Sunday, June 24, 2012

Title: Meeting the Emergency Preparedness and Disaster Response Core Competency Set One Step At a Time

Woodrow Wilson (Gaylord National Harbor)
Patricia Parker, MS, CNM, RN , Saint Joseph's Women's Hospital High Risk OB and Mother-Baby Unit, BayCare Health System, Tampa, FL

Discipline: Professional Issues (PI)

Learning Objectives:
  1. Verbalize understanding of the importance of meeting the Emergency Preparedness and Disaster Response Core Competency Set for Perinatal and Neonatal Nurses
  2. Identify the seven domains of the Emergency Preparedness Core Competencies
  3. Formulate a plan to address the core competencies at their facility, focusing on their most likely hazards first.
Submission Description:
Purpose for the program:

In the last eleven years we have seen more disasters that have impacted our healthcare system in numerous ways.  Some of these disasters have had an indirect impact with an influx of patients into the system, while others have directly affected the ability to deliver healthcare.  The lessons learned from all of this led to the very comprehensive “Emergency Preparedness and Disaster Response: Competency Based Educational Objectives for Perinatal and Neonatal Nurses”. 

Proposed change: In this age of continually evolving healthcare, our staff nurses have an overwhelming amount of information to process and learn on an on-going basis, in addition to working in a busy Women’s Hospital that performs around 7,000 births per year. Our approach to meeting these competencies is to provide hands-on training addressing one area of need at a time.

Implementation, outcomes and evaluation:   We started by having all clinical mother-baby team members actually wear our baby evacuation vests carrying four one-gallon water jugs to simulate what it would feel like to physically evacuate four babies, coupled with a review of our fire evacuation plan and location of emergency evacuation routes.  Six months later, we added adult evacuation using the paraslyde and had teams of two to four staff members evacuate a real person from a bed to the floor and down a flight of stairs.  This was paired with additional training on initial fire response, our Hospital Emergency Response Team, and recognizing fire compartments and when to evacuate a fire compartment.  

The feedback from team members was overwhelmingly favorable that they enjoyed being able to actually do hands-on practice for the vests and paraslyde.

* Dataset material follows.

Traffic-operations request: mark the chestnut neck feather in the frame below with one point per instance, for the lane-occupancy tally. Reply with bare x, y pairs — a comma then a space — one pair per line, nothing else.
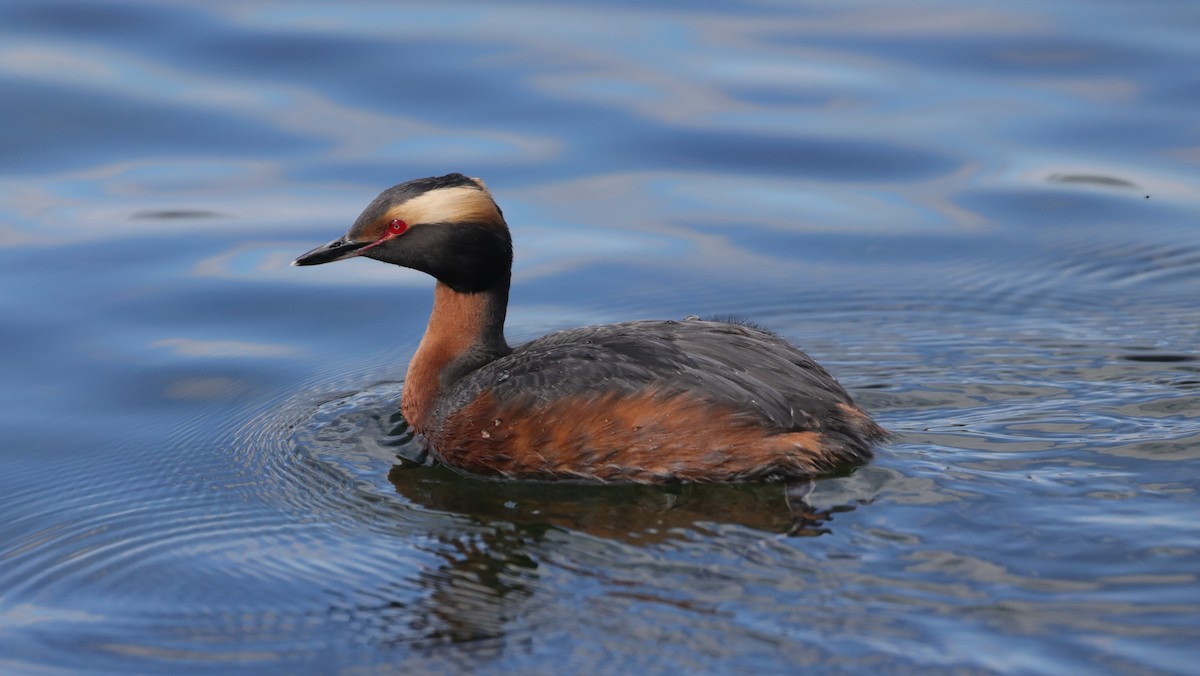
466, 331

Implications for nursing practice:

 We plan to address the following topics including hands on training in the next one to two years: active shooter scenario requiring lock down of the facility, recognition of chemical, biological, radiological, nuclear and explosive agents and how to respond, use of disaster supply carts that have some obstetric specific supplies on them, lecture and practice of triage system, and practice/review of caring for patients in low-tech environments.